Saturday, November 02, 2013

The Party That Cried Wolf

When my daughters were very young, I taught them the story of the boy who cried wolf.  My point was simple: if you don’t have credibility with people, nobody will listen to you even when you truly have something to say.  I’m seeing that point play out on the national stage with the Obamacare debacle.

Do I personally have questions about how the Administration could be this clueless and ill-prepared with respect to the all-important website?  Sure I do.   Do I question why the President repeatedly would say “If you like your plan, you can keep it” if, in fact, that statement did not apply to millions of Americans?   Absolutely.   Both of these issues raise questions that I would like to see further probed.   But that’s just me.  My sense is that after nearly five years of efforts to rake President Obama over the coals for everything from the nationality of his father, to his so-called “Islamic” faith, to his allegedly following the teachings of Karl Marx, most people are sick and tired of scandals, accusations, probes, and the sense that the powers-that-be care less about the national welfare than about scoring petty political points.  

So now that prominent conservatives might actually see some real wolves on the horizon, nobody believes them.  And who is to blame for that, my Republican friends?

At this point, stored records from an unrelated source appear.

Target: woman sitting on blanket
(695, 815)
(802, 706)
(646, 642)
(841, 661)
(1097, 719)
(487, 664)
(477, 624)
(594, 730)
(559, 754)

Perhaps I’m in the minority in this country.  I’m still bothered when the politicians in my party behave inappropriately, and I’m happy to see the issue further explored if I think the public deserves more information.  In other words, no matter whose conduct is at issue – whether Democrats or Republicans – I’m open to the possibility that the benefits from investigating the past may exceed the inevitable costs of dwelling on it.  For example, unlike many of my fellow Democrats, I wasn’t willing to brush under the rug the indiscretions of President Clinton, who I believe behaved recklessly (and not merely negligently), particularly given the way that he essentially assured us in 1992 that his personal indiscretions were a thing of the past.  Indeed, I’m frankly sick of the way Democratic pundits love to take any kind of misconduct perpetrated by a Democratic leader (call it X) and say, “Of course we don’t condone X” or “Admittedly, X is inexcusable,” and then immediately stop trying to explore why X happened and instead turn their attention to blaming the Republicans about something related to X.  Whenever they behave that way, I can see why Democrats have taken the donkey (or ass) as their symbol.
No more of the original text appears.